The loss of a beloved pet is sometimes too much to bear. I'm so sorry for your pain.


----------



## Charliemaggie (May 25, 2005)

Thanks so much. He was very special to us.

Cheryl


----------



## Kay (May 18, 2005)

I'm sorry for your loss, my in-laws just lost their dog(Hobey) before christmas- the house just wasnt the same without her. our pets really do become part of the family don't they. do you have another dog now? i see the names chester and thunder. take care, Kay


----------



## shaneamber (Apr 20, 2005)

Cheryl and Jack,We understand your pain.We lost our Charlie just over a year ago to heart failure.
Take solice in the Rainbow Bridge.You must believe that you will be with him again.
Shane


----------



## Charliemaggie (May 25, 2005)

I had a glimpse of a vision of Charlie in Heaven. He was running under a bright blue sky, whole and healthy. It just lasted a couple of seconds, but it was a real comfort to me. I know he's waiting for us, our sweet boy.

Thanks for caring.

Cheryl, Chester, Thunder, and kitties


----------



## Miss Daisy's Mom (Jun 29, 2005)

I'm so very sorry for your loss. You're so fortunate to have been granted the gift of your vision, regardless of how fleeting it was. I know he's waiting for you there, too.  Bless you and yours. ((gentle hugs))


----------



## Charliemaggie (May 25, 2005)

Thanks, Leigh! I am thankful to have briefly seen him again. My close friend had a vision of Heaven and she saw her beloved Golden she'd lost coming toward her. Here on earth he was like an angel, he just suddenly appeared in her yard one day and was hers from that day until he passed away.

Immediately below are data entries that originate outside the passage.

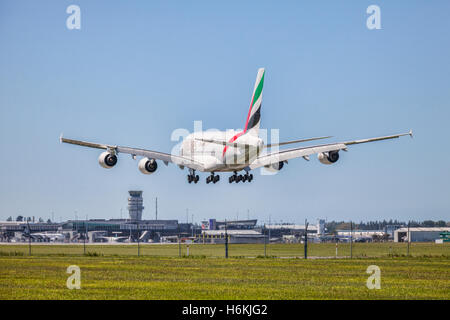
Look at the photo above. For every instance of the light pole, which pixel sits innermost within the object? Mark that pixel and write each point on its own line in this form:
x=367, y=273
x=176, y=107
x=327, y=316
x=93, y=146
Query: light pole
x=265, y=242
x=351, y=240
x=226, y=240
x=306, y=239
x=408, y=235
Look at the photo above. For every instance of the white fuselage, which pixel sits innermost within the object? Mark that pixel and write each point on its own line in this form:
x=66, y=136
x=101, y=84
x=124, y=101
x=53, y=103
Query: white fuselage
x=218, y=157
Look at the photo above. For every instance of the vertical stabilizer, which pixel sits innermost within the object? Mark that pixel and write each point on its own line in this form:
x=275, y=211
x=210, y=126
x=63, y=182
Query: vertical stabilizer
x=254, y=114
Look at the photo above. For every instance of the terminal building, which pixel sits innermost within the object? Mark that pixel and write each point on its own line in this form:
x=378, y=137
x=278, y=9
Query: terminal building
x=419, y=234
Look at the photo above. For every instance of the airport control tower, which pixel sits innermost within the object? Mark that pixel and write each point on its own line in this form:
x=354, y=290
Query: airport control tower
x=135, y=206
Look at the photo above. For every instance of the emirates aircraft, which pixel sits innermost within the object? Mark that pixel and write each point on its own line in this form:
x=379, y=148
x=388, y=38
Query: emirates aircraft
x=228, y=151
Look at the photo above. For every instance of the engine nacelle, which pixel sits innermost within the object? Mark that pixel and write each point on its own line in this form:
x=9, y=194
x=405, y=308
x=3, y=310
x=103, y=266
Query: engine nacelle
x=147, y=166
x=329, y=157
x=107, y=160
x=274, y=167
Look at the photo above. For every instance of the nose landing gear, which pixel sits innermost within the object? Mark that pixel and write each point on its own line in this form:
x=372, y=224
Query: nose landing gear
x=213, y=178
x=237, y=178
x=192, y=177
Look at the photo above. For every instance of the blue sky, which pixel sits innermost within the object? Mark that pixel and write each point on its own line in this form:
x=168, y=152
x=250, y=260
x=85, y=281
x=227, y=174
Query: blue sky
x=137, y=70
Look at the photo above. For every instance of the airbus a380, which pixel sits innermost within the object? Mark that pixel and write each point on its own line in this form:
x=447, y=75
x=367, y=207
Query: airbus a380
x=228, y=151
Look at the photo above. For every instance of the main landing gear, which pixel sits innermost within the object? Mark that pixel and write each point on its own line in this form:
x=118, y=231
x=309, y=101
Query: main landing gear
x=192, y=177
x=237, y=178
x=212, y=178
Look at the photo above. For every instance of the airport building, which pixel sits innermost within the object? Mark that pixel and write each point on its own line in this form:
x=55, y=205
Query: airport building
x=419, y=234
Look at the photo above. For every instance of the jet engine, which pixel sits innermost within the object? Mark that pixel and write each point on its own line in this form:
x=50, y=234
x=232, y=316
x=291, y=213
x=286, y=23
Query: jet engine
x=329, y=157
x=107, y=160
x=274, y=167
x=147, y=166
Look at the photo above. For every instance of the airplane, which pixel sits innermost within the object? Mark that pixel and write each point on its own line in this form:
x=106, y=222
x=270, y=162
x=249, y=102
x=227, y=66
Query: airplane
x=228, y=151
x=47, y=236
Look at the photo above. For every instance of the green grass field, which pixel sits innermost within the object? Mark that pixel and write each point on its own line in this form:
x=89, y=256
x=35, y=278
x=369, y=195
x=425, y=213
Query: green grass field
x=115, y=272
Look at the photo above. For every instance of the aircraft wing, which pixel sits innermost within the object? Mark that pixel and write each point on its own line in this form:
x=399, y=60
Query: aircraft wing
x=165, y=157
x=284, y=155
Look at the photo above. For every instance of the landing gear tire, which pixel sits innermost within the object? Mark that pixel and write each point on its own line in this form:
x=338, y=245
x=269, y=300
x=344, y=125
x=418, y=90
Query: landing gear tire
x=192, y=177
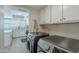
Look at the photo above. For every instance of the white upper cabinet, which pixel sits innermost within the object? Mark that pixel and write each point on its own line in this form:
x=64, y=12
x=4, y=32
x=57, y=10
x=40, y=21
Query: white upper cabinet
x=45, y=15
x=56, y=13
x=70, y=13
x=42, y=15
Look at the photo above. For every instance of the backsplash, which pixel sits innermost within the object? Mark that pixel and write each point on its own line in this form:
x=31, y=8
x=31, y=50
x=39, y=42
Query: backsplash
x=67, y=30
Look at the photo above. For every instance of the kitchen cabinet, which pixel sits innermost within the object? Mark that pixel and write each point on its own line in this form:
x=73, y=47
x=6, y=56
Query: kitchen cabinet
x=45, y=15
x=56, y=13
x=70, y=13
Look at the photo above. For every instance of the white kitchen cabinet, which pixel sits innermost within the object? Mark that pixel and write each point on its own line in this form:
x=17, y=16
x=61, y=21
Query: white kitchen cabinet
x=56, y=14
x=45, y=15
x=70, y=13
x=42, y=12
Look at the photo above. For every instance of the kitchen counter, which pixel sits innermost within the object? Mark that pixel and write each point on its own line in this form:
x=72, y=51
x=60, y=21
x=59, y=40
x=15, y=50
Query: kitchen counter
x=69, y=44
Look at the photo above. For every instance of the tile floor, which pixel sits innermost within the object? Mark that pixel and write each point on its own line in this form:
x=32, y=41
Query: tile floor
x=16, y=47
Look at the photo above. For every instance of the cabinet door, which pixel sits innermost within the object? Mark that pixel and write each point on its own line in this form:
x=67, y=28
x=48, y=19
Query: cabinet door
x=56, y=13
x=70, y=12
x=45, y=15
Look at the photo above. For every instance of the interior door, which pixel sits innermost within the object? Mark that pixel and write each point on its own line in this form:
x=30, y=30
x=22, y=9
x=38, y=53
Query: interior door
x=70, y=12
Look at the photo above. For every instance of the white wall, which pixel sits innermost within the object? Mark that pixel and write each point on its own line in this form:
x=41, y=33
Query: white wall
x=67, y=30
x=1, y=28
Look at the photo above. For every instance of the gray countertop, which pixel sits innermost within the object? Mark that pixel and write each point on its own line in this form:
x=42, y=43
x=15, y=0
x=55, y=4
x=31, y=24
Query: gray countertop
x=64, y=42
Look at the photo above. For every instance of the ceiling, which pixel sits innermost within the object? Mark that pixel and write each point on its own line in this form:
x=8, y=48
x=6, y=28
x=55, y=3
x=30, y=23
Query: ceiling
x=36, y=7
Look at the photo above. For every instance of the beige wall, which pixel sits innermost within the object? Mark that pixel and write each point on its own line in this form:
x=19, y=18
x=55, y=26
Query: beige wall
x=68, y=30
x=34, y=15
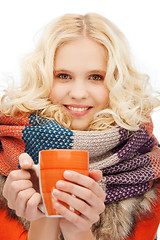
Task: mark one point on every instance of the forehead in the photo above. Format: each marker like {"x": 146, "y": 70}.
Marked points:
{"x": 83, "y": 51}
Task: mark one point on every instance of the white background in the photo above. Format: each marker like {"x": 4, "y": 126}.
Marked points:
{"x": 139, "y": 20}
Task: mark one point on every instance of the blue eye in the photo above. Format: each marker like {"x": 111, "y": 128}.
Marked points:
{"x": 96, "y": 77}
{"x": 63, "y": 76}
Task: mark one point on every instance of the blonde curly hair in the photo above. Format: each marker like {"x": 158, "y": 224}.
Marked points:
{"x": 130, "y": 98}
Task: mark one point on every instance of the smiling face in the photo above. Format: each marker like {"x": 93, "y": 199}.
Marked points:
{"x": 78, "y": 85}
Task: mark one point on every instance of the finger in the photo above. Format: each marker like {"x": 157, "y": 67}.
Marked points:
{"x": 83, "y": 193}
{"x": 96, "y": 175}
{"x": 12, "y": 177}
{"x": 22, "y": 199}
{"x": 25, "y": 161}
{"x": 87, "y": 210}
{"x": 79, "y": 221}
{"x": 84, "y": 181}
{"x": 15, "y": 188}
{"x": 32, "y": 212}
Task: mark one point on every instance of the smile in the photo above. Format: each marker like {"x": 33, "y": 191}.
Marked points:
{"x": 78, "y": 111}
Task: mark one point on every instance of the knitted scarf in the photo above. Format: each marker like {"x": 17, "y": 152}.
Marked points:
{"x": 129, "y": 160}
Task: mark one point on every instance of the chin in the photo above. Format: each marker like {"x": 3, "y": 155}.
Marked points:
{"x": 79, "y": 127}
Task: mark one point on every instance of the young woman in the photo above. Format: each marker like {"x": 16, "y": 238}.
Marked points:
{"x": 80, "y": 90}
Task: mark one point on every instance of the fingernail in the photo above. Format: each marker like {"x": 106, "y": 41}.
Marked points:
{"x": 67, "y": 174}
{"x": 25, "y": 162}
{"x": 53, "y": 194}
{"x": 60, "y": 184}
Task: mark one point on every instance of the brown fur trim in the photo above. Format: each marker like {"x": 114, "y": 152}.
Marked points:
{"x": 119, "y": 219}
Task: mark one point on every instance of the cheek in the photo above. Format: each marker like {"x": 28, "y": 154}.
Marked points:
{"x": 57, "y": 93}
{"x": 102, "y": 96}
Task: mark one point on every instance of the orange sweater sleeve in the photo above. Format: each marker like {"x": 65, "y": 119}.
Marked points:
{"x": 11, "y": 229}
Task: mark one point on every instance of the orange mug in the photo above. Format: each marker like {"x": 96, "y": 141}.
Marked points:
{"x": 52, "y": 164}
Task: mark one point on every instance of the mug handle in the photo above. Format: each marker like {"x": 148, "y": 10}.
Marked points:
{"x": 36, "y": 169}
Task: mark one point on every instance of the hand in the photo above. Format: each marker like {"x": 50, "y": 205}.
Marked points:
{"x": 20, "y": 193}
{"x": 89, "y": 201}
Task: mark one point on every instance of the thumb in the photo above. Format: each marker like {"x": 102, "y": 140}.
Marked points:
{"x": 96, "y": 175}
{"x": 25, "y": 161}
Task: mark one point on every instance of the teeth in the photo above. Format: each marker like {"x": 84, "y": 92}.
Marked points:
{"x": 77, "y": 109}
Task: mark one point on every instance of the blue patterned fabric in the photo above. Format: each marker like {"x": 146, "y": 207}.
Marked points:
{"x": 46, "y": 134}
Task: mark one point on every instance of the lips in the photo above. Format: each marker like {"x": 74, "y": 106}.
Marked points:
{"x": 78, "y": 110}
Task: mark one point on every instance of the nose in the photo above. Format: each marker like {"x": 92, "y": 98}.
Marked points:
{"x": 78, "y": 90}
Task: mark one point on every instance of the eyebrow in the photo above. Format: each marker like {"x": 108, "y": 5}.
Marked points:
{"x": 89, "y": 72}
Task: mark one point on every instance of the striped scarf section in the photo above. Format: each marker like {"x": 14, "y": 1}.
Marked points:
{"x": 129, "y": 160}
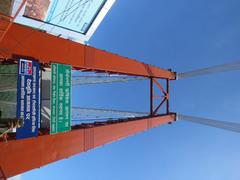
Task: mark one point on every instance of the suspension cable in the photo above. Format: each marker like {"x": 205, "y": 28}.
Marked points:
{"x": 230, "y": 126}
{"x": 233, "y": 66}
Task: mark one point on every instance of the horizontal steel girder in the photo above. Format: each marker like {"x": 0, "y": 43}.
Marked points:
{"x": 29, "y": 42}
{"x": 19, "y": 156}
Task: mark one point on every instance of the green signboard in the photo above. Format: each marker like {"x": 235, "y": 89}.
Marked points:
{"x": 60, "y": 120}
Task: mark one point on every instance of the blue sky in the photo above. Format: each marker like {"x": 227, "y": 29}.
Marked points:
{"x": 182, "y": 35}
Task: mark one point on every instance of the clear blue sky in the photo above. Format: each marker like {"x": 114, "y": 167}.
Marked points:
{"x": 182, "y": 35}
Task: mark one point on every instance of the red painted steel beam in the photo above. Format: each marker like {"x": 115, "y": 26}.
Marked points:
{"x": 29, "y": 42}
{"x": 19, "y": 156}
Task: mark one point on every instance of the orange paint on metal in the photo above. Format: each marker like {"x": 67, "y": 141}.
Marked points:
{"x": 19, "y": 156}
{"x": 29, "y": 42}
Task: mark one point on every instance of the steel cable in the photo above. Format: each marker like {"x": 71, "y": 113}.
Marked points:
{"x": 230, "y": 126}
{"x": 233, "y": 66}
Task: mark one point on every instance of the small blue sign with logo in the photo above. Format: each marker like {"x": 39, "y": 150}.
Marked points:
{"x": 28, "y": 98}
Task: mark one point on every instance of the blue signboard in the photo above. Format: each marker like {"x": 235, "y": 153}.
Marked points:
{"x": 73, "y": 15}
{"x": 28, "y": 98}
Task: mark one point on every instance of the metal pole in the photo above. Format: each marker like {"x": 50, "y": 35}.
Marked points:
{"x": 151, "y": 96}
{"x": 167, "y": 104}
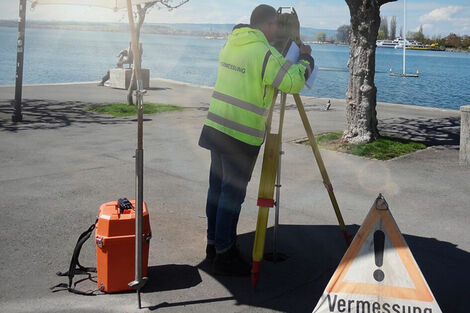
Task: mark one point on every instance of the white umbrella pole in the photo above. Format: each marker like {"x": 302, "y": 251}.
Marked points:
{"x": 139, "y": 281}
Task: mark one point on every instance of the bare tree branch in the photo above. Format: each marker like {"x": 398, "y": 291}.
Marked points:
{"x": 167, "y": 3}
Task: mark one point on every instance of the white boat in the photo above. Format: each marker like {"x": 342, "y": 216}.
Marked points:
{"x": 403, "y": 45}
{"x": 387, "y": 43}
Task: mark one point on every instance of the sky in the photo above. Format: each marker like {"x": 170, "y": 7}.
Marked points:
{"x": 438, "y": 17}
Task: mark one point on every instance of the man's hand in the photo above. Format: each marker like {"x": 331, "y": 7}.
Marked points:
{"x": 305, "y": 49}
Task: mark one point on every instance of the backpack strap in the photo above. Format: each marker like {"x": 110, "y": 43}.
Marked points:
{"x": 75, "y": 266}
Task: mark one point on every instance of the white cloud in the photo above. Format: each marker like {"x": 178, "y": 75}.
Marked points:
{"x": 441, "y": 14}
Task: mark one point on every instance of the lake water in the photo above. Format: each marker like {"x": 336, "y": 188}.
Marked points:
{"x": 57, "y": 56}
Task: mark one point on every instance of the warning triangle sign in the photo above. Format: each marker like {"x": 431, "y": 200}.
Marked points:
{"x": 378, "y": 273}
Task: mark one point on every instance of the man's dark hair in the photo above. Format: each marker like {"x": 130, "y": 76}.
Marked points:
{"x": 262, "y": 14}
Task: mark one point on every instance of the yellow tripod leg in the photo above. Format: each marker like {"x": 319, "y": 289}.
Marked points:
{"x": 321, "y": 166}
{"x": 266, "y": 187}
{"x": 265, "y": 200}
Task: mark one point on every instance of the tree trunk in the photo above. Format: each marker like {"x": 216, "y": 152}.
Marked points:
{"x": 361, "y": 96}
{"x": 141, "y": 12}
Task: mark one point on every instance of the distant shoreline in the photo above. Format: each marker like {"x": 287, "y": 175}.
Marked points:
{"x": 177, "y": 82}
{"x": 182, "y": 29}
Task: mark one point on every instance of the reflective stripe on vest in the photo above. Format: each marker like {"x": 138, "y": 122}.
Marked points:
{"x": 239, "y": 103}
{"x": 235, "y": 126}
{"x": 282, "y": 72}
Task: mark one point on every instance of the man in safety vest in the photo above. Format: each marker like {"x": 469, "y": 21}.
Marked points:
{"x": 250, "y": 70}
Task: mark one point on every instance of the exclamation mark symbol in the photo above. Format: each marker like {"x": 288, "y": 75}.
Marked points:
{"x": 379, "y": 242}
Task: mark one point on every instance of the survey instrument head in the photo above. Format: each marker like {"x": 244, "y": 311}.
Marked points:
{"x": 289, "y": 29}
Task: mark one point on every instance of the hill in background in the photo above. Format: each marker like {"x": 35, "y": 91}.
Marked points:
{"x": 216, "y": 30}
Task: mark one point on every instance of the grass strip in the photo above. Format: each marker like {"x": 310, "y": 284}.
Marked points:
{"x": 123, "y": 109}
{"x": 384, "y": 148}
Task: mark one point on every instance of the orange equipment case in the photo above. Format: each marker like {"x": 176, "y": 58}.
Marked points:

So glad they are other people who believe they'll see their Goldens again some day!

Take care.

Cheryl


----------



## Miss Daisy's Mom (Jun 29, 2005)

Cheryl,
Your friend's Golden probably was an angel sent to be her companion. He probably helped her in ways she doesn't even know. I totally believe that angels walk the earth, in many forms.


----------



## shaneamber (Apr 20, 2005)

Hello Cheryl,I DO believe that we will be with our loved ones again someday.I also believe that they watch over us and sometimes visit.
Just recently I was engrossed in a project and out of the corner of my eye saw a Golden come in and lie down.I assumed it was Katie come to keep me company.A few minutes later I got up from my desk and no dog.I went looking for her and finally found her and the rest of the family.They were outside with my wife and had been there for at least an hour.
All I can think of,is that Charlie came to keep me company.
I have no other way to explain it.
You must believe,
Shane


----------



## Charliemaggie (May 25, 2005)

Hi, Shane! 

I do believe I'll see our sweet boy again in Heaven. There's a book by 
Mary K. Baxter called "A Divine Revelation of Heaven." She had visions of Heaven and saw that there are animals there! 

Have a good night and weekend! Give your Golden a hug for me. 

Some day, I hope to foster Golden rescues. They're wonderful doggies!

Take care.

Cheryl


----------



## ron (Sep 16, 2005)

I agree with Shane
You must believe!
I am so sorry for your loss!
Look forward to seeing them again


----------